According to the report, the shift in political power will require NATO to develop stronger ties with more countries…. [To CONTINUE READING at The Hill…]

It is important to note that this is a significant change in conclusion from what the same report was saying in 2013 (they are starting to come around):

“The 2013 report acknowledged the complexity of the security environment and identified less potential for major conflict,” Mercier said. “This demonstrates that our starting assumptions will always be challenged.”

Others are beginning to see what we have been saying as well. Basically, Russia and China have been working together to replace our economic dominance in a long-term bid for global power. While many still fail to connect the dots, they are seeing that our conclusions are correct. From a Newsweek article last week. Here are some important quotes:

U.S. War With Russia and China More Likely as World Power Shifts From West to East, NATO Says

By Tom O’Connor On 11/17/17

Russian President Vladimir Putin and Chinese President Xi Jinping shake hands during a meeting on the sidelines of the APEC summit in Danang, Vietnam November 10, 2017. In addition to empowering their own nations, Putin and Xi have sought greater ties with one another in order to present a united challenge to U.S. and Western interests….

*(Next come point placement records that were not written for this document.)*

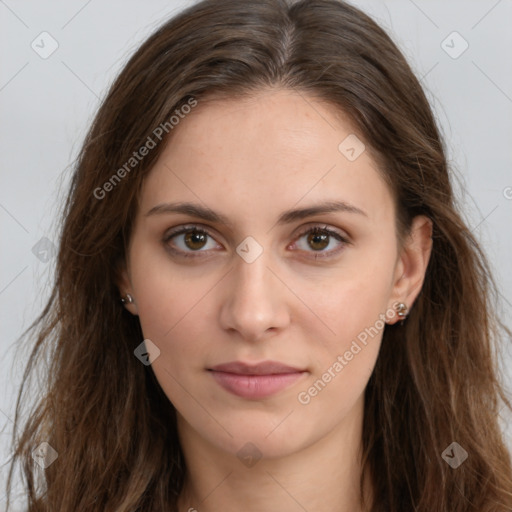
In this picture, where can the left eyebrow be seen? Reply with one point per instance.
(287, 217)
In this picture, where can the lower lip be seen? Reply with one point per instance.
(255, 386)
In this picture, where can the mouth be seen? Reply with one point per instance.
(255, 381)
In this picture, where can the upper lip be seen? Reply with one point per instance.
(264, 368)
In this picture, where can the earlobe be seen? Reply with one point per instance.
(412, 267)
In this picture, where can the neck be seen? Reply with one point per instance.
(323, 476)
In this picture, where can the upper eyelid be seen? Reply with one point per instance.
(179, 230)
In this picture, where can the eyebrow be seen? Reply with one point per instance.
(287, 217)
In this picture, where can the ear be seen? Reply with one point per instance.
(412, 264)
(125, 286)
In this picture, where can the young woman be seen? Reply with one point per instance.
(266, 299)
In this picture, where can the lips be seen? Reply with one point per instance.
(264, 368)
(255, 381)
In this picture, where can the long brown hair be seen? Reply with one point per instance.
(436, 380)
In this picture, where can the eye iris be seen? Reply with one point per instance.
(318, 238)
(194, 237)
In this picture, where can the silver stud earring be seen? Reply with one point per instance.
(127, 299)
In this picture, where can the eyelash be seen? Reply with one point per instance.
(313, 229)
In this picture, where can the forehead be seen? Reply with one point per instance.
(276, 148)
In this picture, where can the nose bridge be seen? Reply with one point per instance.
(254, 302)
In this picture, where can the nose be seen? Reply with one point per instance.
(255, 301)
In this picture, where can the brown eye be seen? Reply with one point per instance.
(188, 241)
(318, 240)
(195, 239)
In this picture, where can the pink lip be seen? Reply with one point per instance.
(255, 381)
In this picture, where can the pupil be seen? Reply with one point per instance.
(193, 237)
(319, 238)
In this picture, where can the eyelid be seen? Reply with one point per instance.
(342, 237)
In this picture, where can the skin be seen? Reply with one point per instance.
(251, 160)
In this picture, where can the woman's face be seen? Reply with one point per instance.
(256, 284)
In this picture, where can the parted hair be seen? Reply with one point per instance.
(436, 379)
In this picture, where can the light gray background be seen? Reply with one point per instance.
(47, 105)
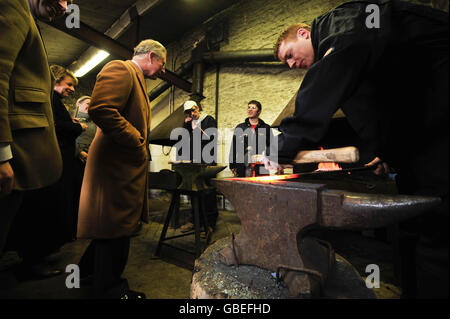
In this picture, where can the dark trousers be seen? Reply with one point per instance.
(9, 206)
(105, 261)
(36, 232)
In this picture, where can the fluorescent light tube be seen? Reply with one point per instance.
(91, 63)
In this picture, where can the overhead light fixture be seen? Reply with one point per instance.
(91, 63)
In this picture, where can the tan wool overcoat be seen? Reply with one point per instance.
(114, 191)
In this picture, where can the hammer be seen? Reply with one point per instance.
(349, 154)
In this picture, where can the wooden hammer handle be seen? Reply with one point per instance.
(348, 154)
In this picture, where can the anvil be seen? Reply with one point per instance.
(275, 215)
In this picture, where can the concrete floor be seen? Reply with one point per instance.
(170, 275)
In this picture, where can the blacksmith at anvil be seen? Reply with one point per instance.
(250, 138)
(385, 64)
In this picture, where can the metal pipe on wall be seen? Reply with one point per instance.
(261, 55)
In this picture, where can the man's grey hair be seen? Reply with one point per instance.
(150, 45)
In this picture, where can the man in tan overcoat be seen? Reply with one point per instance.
(114, 192)
(29, 154)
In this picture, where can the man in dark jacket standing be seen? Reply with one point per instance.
(385, 63)
(251, 137)
(202, 130)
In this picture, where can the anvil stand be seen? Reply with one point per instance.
(194, 185)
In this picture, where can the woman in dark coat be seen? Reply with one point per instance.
(67, 130)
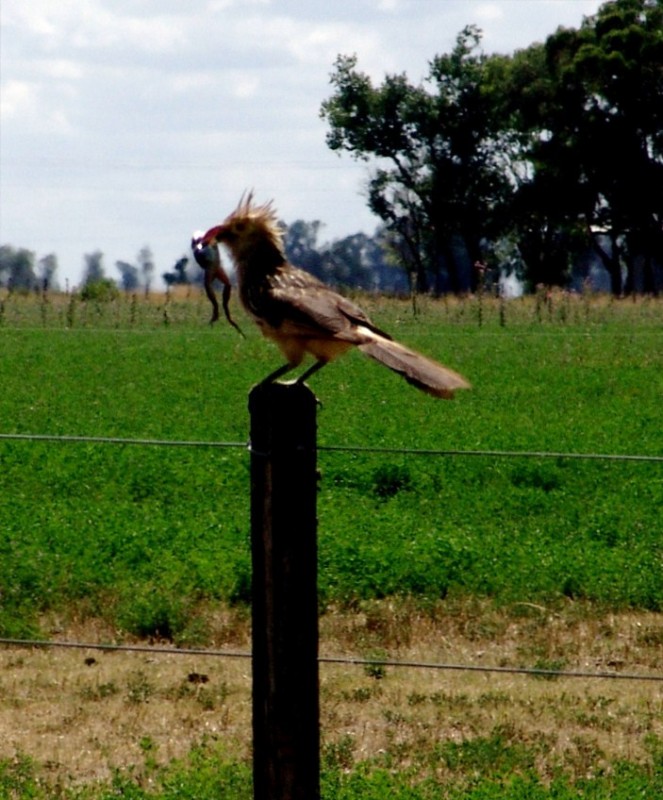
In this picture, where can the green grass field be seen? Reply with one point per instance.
(145, 533)
(147, 538)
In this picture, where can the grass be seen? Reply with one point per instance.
(92, 722)
(542, 562)
(142, 535)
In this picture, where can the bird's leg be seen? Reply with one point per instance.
(311, 371)
(277, 373)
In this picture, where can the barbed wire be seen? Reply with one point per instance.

In September, the Joint Chiefs of Staff chairman, Marine General Joseph Dunford, told the Senate Armed Services Committee at his reappointment hearing that, while he considered North Korea the foremost threat to the U.S. “in terms of the sense of urgency,” Russia led “in terms of overall military capability” and he expected China would become “the greatest threat to our nation by about 2025.”

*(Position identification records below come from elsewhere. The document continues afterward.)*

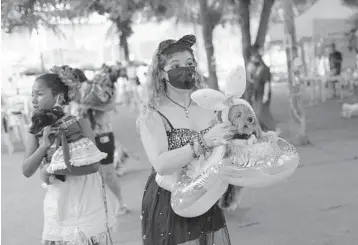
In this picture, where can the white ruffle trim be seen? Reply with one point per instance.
(77, 163)
(83, 152)
(79, 238)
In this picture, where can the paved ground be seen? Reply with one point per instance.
(318, 205)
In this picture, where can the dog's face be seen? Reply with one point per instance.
(243, 117)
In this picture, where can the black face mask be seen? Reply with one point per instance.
(182, 77)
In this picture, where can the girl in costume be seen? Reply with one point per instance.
(76, 207)
(167, 126)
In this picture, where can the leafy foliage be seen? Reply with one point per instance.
(30, 14)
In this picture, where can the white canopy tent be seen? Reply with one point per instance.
(323, 17)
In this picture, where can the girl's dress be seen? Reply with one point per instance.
(77, 211)
(161, 226)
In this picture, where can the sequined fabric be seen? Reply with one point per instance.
(161, 226)
(179, 137)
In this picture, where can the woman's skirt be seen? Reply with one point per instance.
(161, 226)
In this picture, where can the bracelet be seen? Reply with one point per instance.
(192, 148)
(203, 143)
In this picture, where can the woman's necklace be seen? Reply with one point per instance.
(184, 107)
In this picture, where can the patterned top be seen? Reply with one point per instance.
(179, 137)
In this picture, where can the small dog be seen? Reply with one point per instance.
(42, 118)
(244, 118)
(349, 110)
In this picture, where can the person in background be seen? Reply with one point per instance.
(335, 64)
(258, 93)
(4, 127)
(100, 118)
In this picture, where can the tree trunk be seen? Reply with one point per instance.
(264, 21)
(243, 8)
(208, 28)
(299, 132)
(123, 44)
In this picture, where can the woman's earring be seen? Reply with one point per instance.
(57, 103)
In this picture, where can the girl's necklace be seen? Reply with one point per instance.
(184, 107)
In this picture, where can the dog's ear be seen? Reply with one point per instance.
(217, 118)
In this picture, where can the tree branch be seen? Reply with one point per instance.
(264, 21)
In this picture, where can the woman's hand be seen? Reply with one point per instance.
(49, 136)
(219, 134)
(45, 176)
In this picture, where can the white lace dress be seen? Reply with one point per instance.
(75, 211)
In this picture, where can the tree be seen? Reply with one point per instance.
(29, 14)
(121, 14)
(352, 3)
(295, 100)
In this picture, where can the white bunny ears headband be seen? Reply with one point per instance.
(214, 100)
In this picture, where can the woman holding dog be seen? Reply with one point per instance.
(167, 126)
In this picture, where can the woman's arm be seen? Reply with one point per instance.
(33, 156)
(155, 142)
(88, 133)
(86, 129)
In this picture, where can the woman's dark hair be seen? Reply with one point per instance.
(80, 75)
(54, 82)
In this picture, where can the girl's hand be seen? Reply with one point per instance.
(219, 134)
(49, 136)
(45, 176)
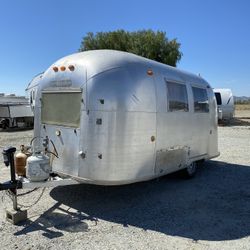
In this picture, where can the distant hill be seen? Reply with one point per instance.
(241, 99)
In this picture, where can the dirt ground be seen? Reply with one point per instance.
(210, 211)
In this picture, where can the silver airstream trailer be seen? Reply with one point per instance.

China’s increasingly important role on the international stage was put in the spotlight last month during the quinquennial Communist Party Congress, which made President Xi Jinping’s consolidation of power and influence apparent for the world to see. Xi has rapidly reformed his country’s military, which boasted the largest standing army on Earth, to create a 21st-century fighting force capable of protecting Beijing’s initiative to establish trading routes across Asia, Africa, Europe and the Middle East, as well as countering the U.S. presence in the Pacific.

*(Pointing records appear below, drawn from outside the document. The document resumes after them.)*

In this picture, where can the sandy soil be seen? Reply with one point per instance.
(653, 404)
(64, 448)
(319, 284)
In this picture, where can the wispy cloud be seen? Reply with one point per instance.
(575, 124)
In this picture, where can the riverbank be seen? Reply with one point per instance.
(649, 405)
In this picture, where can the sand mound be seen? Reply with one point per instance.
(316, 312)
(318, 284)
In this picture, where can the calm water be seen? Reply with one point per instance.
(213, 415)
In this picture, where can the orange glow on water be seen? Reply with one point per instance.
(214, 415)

Meanwhile, Russia’s military rise has been viewed as particularly challenging to Western interests, as the country has already begun to replace the U.S. as the leading power broker in the Middle East and has expanded its influence in Europe. Following Russian President Vladimir Putin’s 2014 annexation of the Crimean Peninsula, NATO assumed a more militant stance toward its rival, and the two have embarked on a major arms race across the region.

Xi and Putin have also sought to establish greater ties with one another in order to provide an alternative to the Western status quo. China and Russia have conducted joint drills across the world, from East Asia to the Baltics, and the Chinese Defense Ministry announced Friday that China and Russia would team up for an anti-missile exercise as both countries express opposition to the U.S.’s installation of the Terminal High Altitude Area Defense (THAAD) system in South Korea, according to Reuters.  [To read the ENTIRE ARTICLE at NEWSWEEK…]

If you knew that economic power is essential for military power, why wouldn’t you make every effort to undermine your adversary’s economy while strengthening your own? This is the essential understanding of economic warfare. You’d think our leadership would grasp this simple concept. And yet, we assume that our adversaries will be rational economic actors as we define it, ignoring the larger geopolitical issues. This is willful blindness, leading to the notion that our economic activity should always be for the global good and to maximize global profits. Thus, our American-based companies see themselves as global citizens. As we say constantly, “What we see as a global marketplace, our enemies see as a global battle space.” No wonder we have been losing at chess while thinking we were playing checkers.

The NATO report is an important step in connecting the dots. Now, we must recognize that this is a global economic war and it has been underway for some time. How we respond will determine our future.